From: Richard Frith-Macdonald
Subject: Re: Help with Windows Setup - NSCalendar specifically
Date: Fri, 5 Mar 2010 03:33:28 +0000

On 5 Mar 2010, at 00:15, kkonkle@comcast.net wrote:

> I'm new to ObjectiveC, but I'm working on an iPhone App and that's the 
> language I have to use.
> 
> I installed the 2 required files as per the instructions here:
> http://www.gnustep.org/experience/Windows.html
> 
> This is setup and working, I can write up a simple program, compile it, and 
> it executes as expected.
> 
> The issue I'm having is that the installer seems to include 
> "NSCalendarDate.h" instead of "NSCalendar.h".  As far as I can tell 
> NSCalendar is not supported on the iPhone and it's recommended I use 
> NSCalendar.  
> 
> I found a website that had "NSCalendar.h" available for download here:
> http://www.quantum-step.com/download/sources/mySTEP/Foundation/Sources/
> 
> I grabbed that include file, modified my own "Foundation.h" file to Import 
> it, and recompiled.  Now I am getting the following error that I can't find 
> much reference to through Google.
> 
>      "undefined reference to '___objc_class_name_NSCalendar'"
> 
> Does anyone know what I can do to get NSCalendar working and compiling on my 
> windows system?  

GNUstep doesn't include NSCalendar, it uses NSCalendarDate.  To get NSCalendar 
you need to write that class (and ideally contribute it to GNUstep so that it 
will be available to everyone and will get bugfixes etc from everyone).

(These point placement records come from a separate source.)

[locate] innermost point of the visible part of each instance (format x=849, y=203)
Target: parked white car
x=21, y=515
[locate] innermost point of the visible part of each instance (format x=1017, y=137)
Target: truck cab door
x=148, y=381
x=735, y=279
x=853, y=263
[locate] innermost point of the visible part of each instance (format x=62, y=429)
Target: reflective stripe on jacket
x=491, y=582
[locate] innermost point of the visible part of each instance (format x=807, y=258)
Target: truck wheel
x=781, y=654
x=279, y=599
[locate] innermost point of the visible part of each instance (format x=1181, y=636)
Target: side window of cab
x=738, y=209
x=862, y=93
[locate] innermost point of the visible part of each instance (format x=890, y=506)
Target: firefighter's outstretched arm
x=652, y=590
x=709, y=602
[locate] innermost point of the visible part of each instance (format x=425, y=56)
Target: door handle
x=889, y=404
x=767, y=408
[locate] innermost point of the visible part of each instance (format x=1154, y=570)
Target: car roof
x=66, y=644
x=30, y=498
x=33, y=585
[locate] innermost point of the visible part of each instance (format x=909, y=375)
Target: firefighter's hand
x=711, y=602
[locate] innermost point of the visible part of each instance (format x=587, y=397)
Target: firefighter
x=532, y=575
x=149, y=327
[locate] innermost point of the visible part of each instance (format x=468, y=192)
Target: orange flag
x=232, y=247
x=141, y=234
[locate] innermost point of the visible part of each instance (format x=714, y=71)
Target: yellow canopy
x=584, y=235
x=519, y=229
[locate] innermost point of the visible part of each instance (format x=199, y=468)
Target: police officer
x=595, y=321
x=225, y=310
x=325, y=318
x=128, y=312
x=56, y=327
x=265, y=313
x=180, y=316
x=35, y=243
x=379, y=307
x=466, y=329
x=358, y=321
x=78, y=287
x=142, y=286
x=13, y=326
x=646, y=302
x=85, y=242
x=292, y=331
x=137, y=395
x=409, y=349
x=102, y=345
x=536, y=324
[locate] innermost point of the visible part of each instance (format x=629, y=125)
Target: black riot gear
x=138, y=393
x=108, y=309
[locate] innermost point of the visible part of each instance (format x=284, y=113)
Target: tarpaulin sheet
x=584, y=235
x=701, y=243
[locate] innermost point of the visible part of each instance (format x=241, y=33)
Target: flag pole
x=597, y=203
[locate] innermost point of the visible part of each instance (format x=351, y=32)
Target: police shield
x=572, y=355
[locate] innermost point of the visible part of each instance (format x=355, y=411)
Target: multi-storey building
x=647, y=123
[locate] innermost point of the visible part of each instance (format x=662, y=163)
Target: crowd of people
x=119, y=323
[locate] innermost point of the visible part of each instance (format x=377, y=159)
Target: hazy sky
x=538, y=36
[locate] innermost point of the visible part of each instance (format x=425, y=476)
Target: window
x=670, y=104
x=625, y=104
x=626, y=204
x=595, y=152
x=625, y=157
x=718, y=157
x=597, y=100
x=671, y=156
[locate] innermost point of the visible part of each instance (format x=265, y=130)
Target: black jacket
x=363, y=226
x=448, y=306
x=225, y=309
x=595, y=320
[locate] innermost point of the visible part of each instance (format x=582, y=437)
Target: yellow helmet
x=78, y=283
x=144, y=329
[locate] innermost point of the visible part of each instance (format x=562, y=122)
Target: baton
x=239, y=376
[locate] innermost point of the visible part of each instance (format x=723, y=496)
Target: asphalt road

A basic NSCalendar implementation (supporting the Gregorian calendar) should 
fairly easy to write based on the NSCalendarDate code, since NSCalendarDate 
already has all the needed functionality.

> I don't know if it's helpful but it took me some doing to get my "gcc" 
> compilation line working and it includes several switches that might be 
> influencing things.  NSString wouldn't work either until I added the "-f" 
> switch, maybe there's something similar I can do for NSCalendar?

I would recommend using gnustep-make to do your building, as it will do all the 
compiler switches for you.
You can then do 'make messages=yes' to get it to print out the exact command 
lines it is using if you need to know all the details.